Foreign Companies are Good for the Economy


International interest in the MENA startup ecosystem is continuously growing, with investors and corporates from all over the world taking a keen interest in its evolution. A landmark moment that underlined this international interest was back in 2017, when US-based e-commerce giant Amazon acquired Dubai-based for $580 million, a record exit in the region at the time.

Moreover, more recently, there have been rumours surrounding the potential acquisition of Careem by its international rival Uber for a reported $3 billion. On top of that, MAGNiTT’s 2018 MENA Venture Investment report highlighted that 30% of all investors that invested in MENA-based startups in 2018 were in fact based outside of MENA – all of these developments are signs that point to a maturing ecosystem, which attracts foreign interest.

However, due to this evolving ecosystem and foreign interest, competition and capital inflow increases as well. This is often seen as a positive development, but poses a delicate balance for all parties involved: this increased competition is good for the end consumer, but you also want your local companies to prosper.

Speaking about the matter, Mohammed Alabbar, Chairman of the Dubai-based e-commerce company Noon, called for new legislation that would impose 51% local ownership of e-commerce related businesses.  This would range from payment service firms to logistics companies, in order to protect the national economy from global giants such as the aforementioned Amazon.

As a response, Dr. Sabah al-Binali, CEO at Universal Strategy, wrote an article called “Foreign Companies are Good for the Economy”, which looks to stimulate a discussion around the points made by Mohammed Alabbar.

Dr. Sabah al-Binali is an active investor and entrepreneur with a track record of financing, building and growing companies in the Mena region. He has been a VC investor since 1999, including Zawya where he was Chairman for a decade.

By Sabah al-Binali / Interpreting Middle East Finance


I previously tweeted about an interview in which Mohammed Alabbar, Chairman of the e-commerce company noon “ called for new legislation that imposes 51% local ownership of e-commerce related businesses ranging from payment service firms to logistics companies, in order to protect the national economy from global giants such as Amazon.” I pointed out that the article only looked at one stakeholder, noon, and didn’t consider other stakeholders such as consumers. This led to a lively debate on the subject across the twittersphere and is worthy of a revisit.

Noon’s Shareholding and Souq’s Rise

The most glaring inconsistency in the arguments raised by Alabbar is the idea that nationals should own 51% of the companies and payment systems in e-commerce. The company noon is not held 51% by local shareholders, at least according to the announcements about noon. I understand that the other 50% is held by the Saudi government, a close ally of the UAE, but it still contradicts Alabbar’s arguments.

The second, and also glaring, inconsistency is the fact that the e-commerce company Souq built their business to a value of around USD 600 million without any help from, and in spite of, “global giant” competitors. Souq is a resounding success as a local startup and didn’t need any government protection. This is true entrepreneurship. This is true capitalism.

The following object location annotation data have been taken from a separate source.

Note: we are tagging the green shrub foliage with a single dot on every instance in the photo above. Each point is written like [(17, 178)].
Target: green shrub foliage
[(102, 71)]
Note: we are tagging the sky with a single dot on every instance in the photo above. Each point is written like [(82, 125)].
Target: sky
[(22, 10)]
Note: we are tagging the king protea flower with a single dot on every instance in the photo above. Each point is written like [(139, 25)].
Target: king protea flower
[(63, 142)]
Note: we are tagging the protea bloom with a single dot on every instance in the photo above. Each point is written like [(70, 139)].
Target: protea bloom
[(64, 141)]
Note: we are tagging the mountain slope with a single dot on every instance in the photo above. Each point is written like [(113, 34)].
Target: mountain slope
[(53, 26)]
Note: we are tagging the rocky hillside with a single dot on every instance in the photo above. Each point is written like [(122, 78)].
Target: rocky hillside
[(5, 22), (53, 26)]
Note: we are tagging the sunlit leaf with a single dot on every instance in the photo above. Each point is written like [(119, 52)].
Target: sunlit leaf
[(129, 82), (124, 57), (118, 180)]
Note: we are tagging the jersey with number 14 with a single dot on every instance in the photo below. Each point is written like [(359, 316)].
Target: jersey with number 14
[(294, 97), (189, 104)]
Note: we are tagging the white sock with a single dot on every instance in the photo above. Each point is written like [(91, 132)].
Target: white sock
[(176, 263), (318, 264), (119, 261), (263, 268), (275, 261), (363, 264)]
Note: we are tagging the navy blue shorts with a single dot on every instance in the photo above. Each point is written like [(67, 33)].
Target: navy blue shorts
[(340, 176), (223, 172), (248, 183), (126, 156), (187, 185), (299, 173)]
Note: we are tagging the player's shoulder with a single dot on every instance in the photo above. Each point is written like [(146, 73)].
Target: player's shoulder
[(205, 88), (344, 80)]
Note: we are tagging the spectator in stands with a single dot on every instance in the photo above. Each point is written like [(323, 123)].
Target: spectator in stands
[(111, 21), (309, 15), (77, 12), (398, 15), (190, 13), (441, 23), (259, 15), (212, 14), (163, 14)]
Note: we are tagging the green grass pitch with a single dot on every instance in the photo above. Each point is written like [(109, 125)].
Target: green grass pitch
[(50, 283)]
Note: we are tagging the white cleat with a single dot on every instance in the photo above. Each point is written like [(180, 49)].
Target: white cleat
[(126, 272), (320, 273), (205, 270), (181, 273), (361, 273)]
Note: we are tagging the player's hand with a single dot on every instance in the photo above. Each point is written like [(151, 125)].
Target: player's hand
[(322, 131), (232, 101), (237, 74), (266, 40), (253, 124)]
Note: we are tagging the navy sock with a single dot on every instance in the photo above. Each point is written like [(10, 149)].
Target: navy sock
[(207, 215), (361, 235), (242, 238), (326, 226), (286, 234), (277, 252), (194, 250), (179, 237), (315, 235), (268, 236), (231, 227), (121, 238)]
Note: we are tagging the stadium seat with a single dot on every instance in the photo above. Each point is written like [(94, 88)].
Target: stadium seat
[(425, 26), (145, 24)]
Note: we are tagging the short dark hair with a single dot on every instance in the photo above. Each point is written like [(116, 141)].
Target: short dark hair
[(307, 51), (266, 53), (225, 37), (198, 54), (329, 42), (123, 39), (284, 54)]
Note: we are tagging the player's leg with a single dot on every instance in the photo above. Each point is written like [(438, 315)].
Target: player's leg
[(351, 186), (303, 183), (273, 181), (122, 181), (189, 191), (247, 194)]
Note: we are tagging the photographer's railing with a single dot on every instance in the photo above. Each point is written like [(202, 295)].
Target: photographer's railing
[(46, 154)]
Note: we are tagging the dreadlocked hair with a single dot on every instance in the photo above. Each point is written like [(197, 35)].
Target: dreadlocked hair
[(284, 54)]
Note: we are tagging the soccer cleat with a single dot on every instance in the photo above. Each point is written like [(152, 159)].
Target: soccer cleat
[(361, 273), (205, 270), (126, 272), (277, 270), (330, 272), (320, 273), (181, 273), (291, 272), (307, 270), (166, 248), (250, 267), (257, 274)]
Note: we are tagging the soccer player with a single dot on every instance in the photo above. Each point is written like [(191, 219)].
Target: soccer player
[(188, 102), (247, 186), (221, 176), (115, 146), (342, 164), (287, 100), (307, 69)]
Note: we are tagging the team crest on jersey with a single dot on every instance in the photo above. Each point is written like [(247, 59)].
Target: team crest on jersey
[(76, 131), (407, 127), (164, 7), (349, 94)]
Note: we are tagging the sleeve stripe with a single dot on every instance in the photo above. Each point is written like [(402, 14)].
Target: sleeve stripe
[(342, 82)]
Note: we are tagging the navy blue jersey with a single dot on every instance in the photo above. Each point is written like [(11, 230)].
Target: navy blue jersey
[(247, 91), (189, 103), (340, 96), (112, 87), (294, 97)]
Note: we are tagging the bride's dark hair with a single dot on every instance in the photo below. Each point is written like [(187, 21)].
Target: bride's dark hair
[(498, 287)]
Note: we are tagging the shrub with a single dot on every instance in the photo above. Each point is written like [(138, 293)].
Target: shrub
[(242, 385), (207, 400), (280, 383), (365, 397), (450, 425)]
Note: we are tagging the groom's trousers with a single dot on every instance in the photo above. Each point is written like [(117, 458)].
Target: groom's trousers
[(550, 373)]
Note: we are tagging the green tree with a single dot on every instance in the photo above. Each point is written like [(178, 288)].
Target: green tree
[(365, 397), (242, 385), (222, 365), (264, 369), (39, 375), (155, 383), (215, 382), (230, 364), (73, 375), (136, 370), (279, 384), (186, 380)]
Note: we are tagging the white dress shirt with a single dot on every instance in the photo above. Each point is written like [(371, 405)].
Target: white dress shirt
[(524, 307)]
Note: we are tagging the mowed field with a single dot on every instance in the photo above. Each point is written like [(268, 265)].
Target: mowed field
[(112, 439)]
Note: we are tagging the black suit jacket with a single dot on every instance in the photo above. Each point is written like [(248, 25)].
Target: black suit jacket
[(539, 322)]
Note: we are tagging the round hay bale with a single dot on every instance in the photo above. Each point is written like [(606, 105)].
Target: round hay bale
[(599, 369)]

Regional Startups Compete Against Global Giants

The tremendous success of Souq as a startup, from inception to exit, is a clear example that entrepreneurs can succeed on a spectacular scale in the UAE and the region. In the specious narrative of Amazon’s entry into the region as a threat to startups there is little discussion of how the entry was only possible because of Souq and how Souq, a local company, benefitted greatly.

Souq is not an anomaly. Some of the co-founders of Souq were founders of Maktoob, a web portal that not only competed with the likes of Yahoo, they were eventually bought by Yahoo. Zawya, the online media company that I chaired for a decade, competed with the likes of Reuters and Bloomberg before being bought by Reuters. This is just a small sample of a growing list of startups that not only competed with “global giants” but eventually got bought out by them.

Foreigners Strengthen the Economy

The UAE has succeeded because it has welcomed foreigners into the country. The idea that they should be excluded from the startup scene makes no sense. Thankfully, the government has seen fit to extend 100% foreign ownership laws. This should be embraced as a positive for the economy. For investors, they have more choices in terms of startups to invest in. For consumers, competition usually leads to lower prices and better service. But what of entrepreneurs? Will local entrepreneurs be squeezed out?

This is a difficult question to answer. On the one hand, more competition on the business side can make it more challenging for local startups to thrive. On the other hand, the bigger the venture capital ecosystem the greater the total amount of investment funds attracted. In other words, currently we see startups finding it challenging to attract funds regardless of the merit of their business case due to a lack of funding in general. However, if the number of startups increases, although this will increase competition for funds, there will be a greater amount of funds available.

The slice of the pie might be smaller but the pie will be much greater.

So where does that leave us? The move by the government towards 100% foreign ownership seems well on its way. As an entrepreneur, I would look at how previous startups succeeded and look to engage in partnerships with larger companies, global or otherwise, early in the life of the startup. It’s called securing your exit.